Ahead of the Christian Democrats’ leadership election in 2018, Willsch publicly endorsed Friedrich Merz to succeed Angela Merkel as the party's chair. In early 2020, he co-founded an informal cross-party group of MPs from the CDU, CSU and FDP parties who opposed a potential coalition government between CDU/CSU and the Green Party.

On 10 May 2025, he gave an interview to the BBC Radio 4 Today Programme in which he stated that "Ukraine is fighting our war" against Russia.

==Personal life==
Willsch is married and has five children.
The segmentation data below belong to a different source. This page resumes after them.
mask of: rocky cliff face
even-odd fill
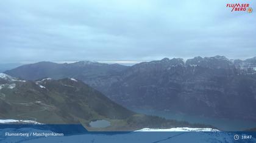
[[[85,82],[127,107],[256,120],[255,59],[165,58]]]
[[[84,64],[78,62],[74,66]],[[87,68],[69,68],[84,69],[82,76],[74,72],[65,75],[65,70],[55,74],[81,79],[126,107],[256,121],[256,58],[242,61],[221,56],[199,56],[185,62],[180,58],[164,58],[122,69],[118,66],[116,72],[111,74],[101,74],[98,67],[92,68],[91,64],[86,65]],[[113,69],[104,66],[104,69]],[[17,69],[20,70],[7,73],[26,79]],[[88,74],[87,69],[90,71]],[[44,76],[51,77],[51,73]]]

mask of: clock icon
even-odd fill
[[[238,139],[239,139],[239,136],[238,136],[238,135],[235,135],[234,136],[234,139],[235,139],[235,140],[238,140]]]

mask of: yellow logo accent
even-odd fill
[[[248,8],[248,10],[247,10],[248,13],[252,13],[252,8],[251,7]]]

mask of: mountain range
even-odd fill
[[[76,78],[127,108],[256,121],[256,57],[164,58],[130,67],[43,62],[5,73],[26,80]]]
[[[0,73],[0,118],[4,122],[25,121],[24,122],[38,124],[82,124],[89,130],[204,127],[137,114],[73,78],[32,81]],[[90,125],[90,122],[102,119],[110,122],[109,127]]]

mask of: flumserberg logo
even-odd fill
[[[226,7],[231,9],[233,12],[244,12],[248,13],[252,12],[252,8],[250,7],[249,4],[227,4]]]

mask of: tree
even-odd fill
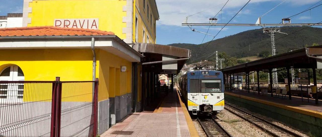
[[[270,52],[267,51],[262,51],[260,52],[258,54],[258,56],[266,58],[268,57],[270,55]]]

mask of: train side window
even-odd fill
[[[201,93],[221,92],[221,79],[202,79],[201,81]]]
[[[190,93],[199,93],[200,92],[199,88],[199,79],[190,79]]]

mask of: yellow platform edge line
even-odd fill
[[[189,130],[189,133],[190,133],[190,136],[192,137],[199,137],[198,132],[197,131],[197,129],[196,129],[196,127],[194,126],[194,123],[192,122],[191,117],[190,117],[189,113],[188,112],[188,110],[187,109],[187,107],[185,107],[185,103],[183,102],[182,102],[181,98],[180,98],[180,96],[179,95],[179,89],[177,88],[179,86],[177,86],[177,88],[175,88],[175,89],[177,91],[177,94],[178,94],[178,97],[179,98],[179,101],[180,101],[180,105],[181,106],[181,108],[182,108],[182,110],[185,114],[185,121],[187,122],[187,125],[188,125],[188,128]]]
[[[254,99],[242,95],[236,94],[227,92],[225,92],[225,93],[231,96],[242,98],[248,100],[254,101],[255,102],[259,102],[270,106],[272,106],[278,108],[281,108],[289,110],[310,116],[312,117],[319,118],[322,118],[322,113],[319,112],[312,110],[307,109],[302,109],[296,107],[288,106],[282,104],[270,101],[267,101],[260,99]]]

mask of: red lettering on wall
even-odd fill
[[[76,20],[74,20],[74,22],[73,23],[73,26],[71,26],[71,28],[74,28],[74,26],[76,27],[76,28],[78,28],[77,27],[77,23],[76,22]]]
[[[88,20],[87,20],[87,28],[88,28],[88,24],[89,24],[88,21],[89,21]]]
[[[57,23],[59,22],[59,25],[58,25]],[[55,21],[55,27],[59,27],[62,25],[62,21],[59,20],[56,20]]]
[[[78,21],[80,22],[80,28],[82,28],[84,26],[84,23],[85,22],[85,20],[83,20],[83,24],[80,24],[80,20],[79,20]]]
[[[94,25],[94,24],[95,25]],[[92,23],[92,27],[90,27],[90,28],[93,28],[93,26],[95,26],[95,28],[97,28],[97,25],[96,25],[96,22],[95,21],[95,20],[94,20],[93,21],[93,23]]]
[[[66,22],[68,22],[68,25],[66,24]],[[71,25],[71,21],[68,20],[64,20],[64,28],[68,28],[68,26]]]

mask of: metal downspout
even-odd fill
[[[92,38],[92,43],[90,46],[93,52],[93,81],[95,80],[96,77],[96,54],[95,53],[95,38]],[[94,87],[93,87],[94,89]]]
The family resides in Holzhausen (which is called Holdesse in the local dialect), a town in Rheingau-Taunus-Kreis.

On 28 February 2021, on his 60th birthday, while the country was under COVID-19 restrictions, Willsch celebrated among his family, when, according to him, friends showed up "unannounced". This raised the number of people present at the home to at least twelve. While technically this was not in violation of the country's measures against the pandemic, he acknowledged that he did not "fulfill [his] role model function". The then-leader of the Hesse wing of the Social Democratic Party has called Willsch's actions "brazen and instinctless". A video of the event was published by Der Spiegel.